I bet there is drone video of this debacle but my computer is so slow I can't watch videos.
Glad to hear from you. Sounds like you are doing good and was prepared before hand.
Such a shame of the damage caused and loss to the community. Best wishes for recovery to all.
Stay safe, check in when you can.
Good to read you are doing OK, I hope your party is successful.
The ducks were good. Big hit.
Wooo. Looks great.
Something very nice, amongthe disaster. Well done.
Those look like some good sized ducks!
Seven-pounders. They were a big hit. Hickory and cherry wood, ten hours in the smoker.
Frogdog I just watched your first video. My computer has been too slow for videos until today. Good God it is unbelievable. Six or seven buildings, 150 year old brick buildings, are simply gone. We had a train station, built in 1905, of course no passenger train service any more, but Friday nights they played Bluegrass in the beautiful old building. Called it The Station. Completely gone.
It makes me sick to watch this, I only could make it half way through. My little town is destroyed.

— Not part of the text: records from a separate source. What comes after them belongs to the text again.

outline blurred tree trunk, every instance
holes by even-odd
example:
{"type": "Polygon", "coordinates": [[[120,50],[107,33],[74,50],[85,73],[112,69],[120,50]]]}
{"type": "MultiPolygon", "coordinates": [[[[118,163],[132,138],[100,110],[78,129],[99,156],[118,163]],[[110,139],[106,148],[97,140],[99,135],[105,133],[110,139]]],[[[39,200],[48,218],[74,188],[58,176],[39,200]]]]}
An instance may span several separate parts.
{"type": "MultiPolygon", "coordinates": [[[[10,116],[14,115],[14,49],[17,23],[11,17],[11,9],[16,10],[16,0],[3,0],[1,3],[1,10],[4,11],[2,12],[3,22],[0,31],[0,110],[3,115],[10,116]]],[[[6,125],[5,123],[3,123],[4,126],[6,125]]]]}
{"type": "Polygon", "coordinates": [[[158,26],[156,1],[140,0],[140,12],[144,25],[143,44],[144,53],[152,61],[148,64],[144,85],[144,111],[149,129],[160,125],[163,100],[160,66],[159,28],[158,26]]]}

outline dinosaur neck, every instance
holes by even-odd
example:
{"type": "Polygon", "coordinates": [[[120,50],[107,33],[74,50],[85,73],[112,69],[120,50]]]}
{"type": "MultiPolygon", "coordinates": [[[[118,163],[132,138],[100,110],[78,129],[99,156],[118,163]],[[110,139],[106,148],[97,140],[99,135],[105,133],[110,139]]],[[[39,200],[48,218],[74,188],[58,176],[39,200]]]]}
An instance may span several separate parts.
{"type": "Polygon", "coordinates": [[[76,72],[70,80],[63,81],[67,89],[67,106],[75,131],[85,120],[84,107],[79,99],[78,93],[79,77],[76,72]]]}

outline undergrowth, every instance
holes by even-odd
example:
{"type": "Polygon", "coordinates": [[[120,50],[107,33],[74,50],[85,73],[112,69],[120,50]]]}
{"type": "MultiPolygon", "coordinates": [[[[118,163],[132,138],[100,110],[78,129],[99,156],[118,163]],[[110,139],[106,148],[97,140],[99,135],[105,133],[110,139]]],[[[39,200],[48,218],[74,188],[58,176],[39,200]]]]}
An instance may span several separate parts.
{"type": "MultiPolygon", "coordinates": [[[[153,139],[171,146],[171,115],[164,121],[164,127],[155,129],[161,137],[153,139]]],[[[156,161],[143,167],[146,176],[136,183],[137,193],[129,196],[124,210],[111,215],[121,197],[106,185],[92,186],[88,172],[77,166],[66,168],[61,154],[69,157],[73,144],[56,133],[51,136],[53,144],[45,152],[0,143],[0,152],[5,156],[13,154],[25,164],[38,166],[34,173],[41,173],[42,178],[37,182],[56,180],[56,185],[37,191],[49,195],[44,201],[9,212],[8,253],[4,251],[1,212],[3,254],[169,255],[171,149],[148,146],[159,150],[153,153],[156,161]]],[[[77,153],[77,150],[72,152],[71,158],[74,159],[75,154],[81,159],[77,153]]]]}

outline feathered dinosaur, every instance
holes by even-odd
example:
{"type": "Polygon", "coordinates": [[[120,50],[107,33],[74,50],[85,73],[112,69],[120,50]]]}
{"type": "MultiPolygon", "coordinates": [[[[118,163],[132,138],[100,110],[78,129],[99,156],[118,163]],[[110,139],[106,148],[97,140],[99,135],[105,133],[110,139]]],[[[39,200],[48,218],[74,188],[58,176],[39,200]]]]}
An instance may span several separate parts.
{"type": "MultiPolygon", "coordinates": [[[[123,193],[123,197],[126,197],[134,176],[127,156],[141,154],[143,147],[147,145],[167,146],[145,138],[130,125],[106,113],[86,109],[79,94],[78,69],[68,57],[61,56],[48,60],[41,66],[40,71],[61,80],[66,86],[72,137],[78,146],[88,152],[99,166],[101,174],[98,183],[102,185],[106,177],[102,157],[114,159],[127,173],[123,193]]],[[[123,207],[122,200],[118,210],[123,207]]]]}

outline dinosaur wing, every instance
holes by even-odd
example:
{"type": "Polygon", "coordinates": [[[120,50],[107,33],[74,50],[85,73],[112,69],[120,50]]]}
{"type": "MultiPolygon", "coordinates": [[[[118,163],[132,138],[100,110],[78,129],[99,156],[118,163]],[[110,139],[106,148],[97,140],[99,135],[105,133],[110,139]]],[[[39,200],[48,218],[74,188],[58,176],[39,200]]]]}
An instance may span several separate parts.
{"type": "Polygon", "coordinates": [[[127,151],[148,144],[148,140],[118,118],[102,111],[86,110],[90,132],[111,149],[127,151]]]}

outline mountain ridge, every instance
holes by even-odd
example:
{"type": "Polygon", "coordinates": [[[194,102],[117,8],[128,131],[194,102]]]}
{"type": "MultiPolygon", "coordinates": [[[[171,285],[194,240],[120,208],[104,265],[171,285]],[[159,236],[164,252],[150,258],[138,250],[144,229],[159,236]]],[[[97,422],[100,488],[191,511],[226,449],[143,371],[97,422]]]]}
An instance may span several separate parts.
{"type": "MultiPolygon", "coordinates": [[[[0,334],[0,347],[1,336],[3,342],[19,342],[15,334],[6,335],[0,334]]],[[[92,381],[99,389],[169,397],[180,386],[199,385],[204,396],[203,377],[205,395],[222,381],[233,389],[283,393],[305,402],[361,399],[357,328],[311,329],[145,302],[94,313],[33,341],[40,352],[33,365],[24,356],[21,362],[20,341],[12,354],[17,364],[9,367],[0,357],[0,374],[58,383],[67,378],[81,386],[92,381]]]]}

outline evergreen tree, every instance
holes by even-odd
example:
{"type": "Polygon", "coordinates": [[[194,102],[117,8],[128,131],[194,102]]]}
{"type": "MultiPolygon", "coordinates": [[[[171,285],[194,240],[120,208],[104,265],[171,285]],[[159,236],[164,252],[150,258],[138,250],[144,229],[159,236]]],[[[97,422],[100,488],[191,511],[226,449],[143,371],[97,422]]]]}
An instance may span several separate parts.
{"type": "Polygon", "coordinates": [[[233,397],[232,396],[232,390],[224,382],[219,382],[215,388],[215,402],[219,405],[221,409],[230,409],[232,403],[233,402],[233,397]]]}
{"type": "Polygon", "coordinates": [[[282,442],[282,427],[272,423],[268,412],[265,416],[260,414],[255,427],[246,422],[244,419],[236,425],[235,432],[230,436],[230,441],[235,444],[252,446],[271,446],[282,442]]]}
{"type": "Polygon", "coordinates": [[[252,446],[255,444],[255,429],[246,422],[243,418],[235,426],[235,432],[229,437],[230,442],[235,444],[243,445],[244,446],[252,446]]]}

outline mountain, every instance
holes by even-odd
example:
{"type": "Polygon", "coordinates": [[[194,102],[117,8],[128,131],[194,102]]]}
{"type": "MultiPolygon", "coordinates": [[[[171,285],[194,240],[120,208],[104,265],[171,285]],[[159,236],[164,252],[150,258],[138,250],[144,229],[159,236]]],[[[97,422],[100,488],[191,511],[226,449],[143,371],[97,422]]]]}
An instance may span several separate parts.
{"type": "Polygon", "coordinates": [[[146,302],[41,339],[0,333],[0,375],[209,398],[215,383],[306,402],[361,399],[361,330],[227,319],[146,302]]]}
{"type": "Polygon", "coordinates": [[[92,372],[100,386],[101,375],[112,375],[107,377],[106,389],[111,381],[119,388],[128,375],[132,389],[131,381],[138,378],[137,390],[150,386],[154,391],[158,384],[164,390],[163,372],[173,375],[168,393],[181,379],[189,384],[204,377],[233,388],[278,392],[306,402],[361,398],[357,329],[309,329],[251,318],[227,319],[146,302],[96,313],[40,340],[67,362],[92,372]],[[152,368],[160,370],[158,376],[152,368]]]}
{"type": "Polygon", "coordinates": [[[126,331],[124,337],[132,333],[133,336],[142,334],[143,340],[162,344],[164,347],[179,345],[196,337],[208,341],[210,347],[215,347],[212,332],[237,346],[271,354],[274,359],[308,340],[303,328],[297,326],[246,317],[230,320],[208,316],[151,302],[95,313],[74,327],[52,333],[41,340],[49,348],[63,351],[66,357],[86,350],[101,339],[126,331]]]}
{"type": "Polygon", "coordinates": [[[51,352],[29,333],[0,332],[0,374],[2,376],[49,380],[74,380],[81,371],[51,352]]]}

So sorry you’re going through this stuff, Allen. The continued existence of small, rural towns was hard enough already without Mother Nature adding to it with a heavy hand. Country folks are a lot more resilient, though, and I’ll bet on them to make a comeback way faster than anyone expects……. and they’ll do it the way they always have…. on their own, looking out for each other, without big government holding their hand.
So very sad to see and hear about this town's destruction. Just shocking!
Those before pictures really attracted me that town. The river, the train tracks, courthouse set back a bit. So cool.
The after storm pictures are just heart breaking.
Marshall was built in 1820 because it was on the stagecoach, and later, the railroad line.
The only way through the mountains from Asheville to Hot Springs, and Knoxville, was along the river.
The good news: It was flat.
The bad news: It was the flood plane.
Time to scrap the rails for some cash. It's removal will make a nice bike/walking trail along the water.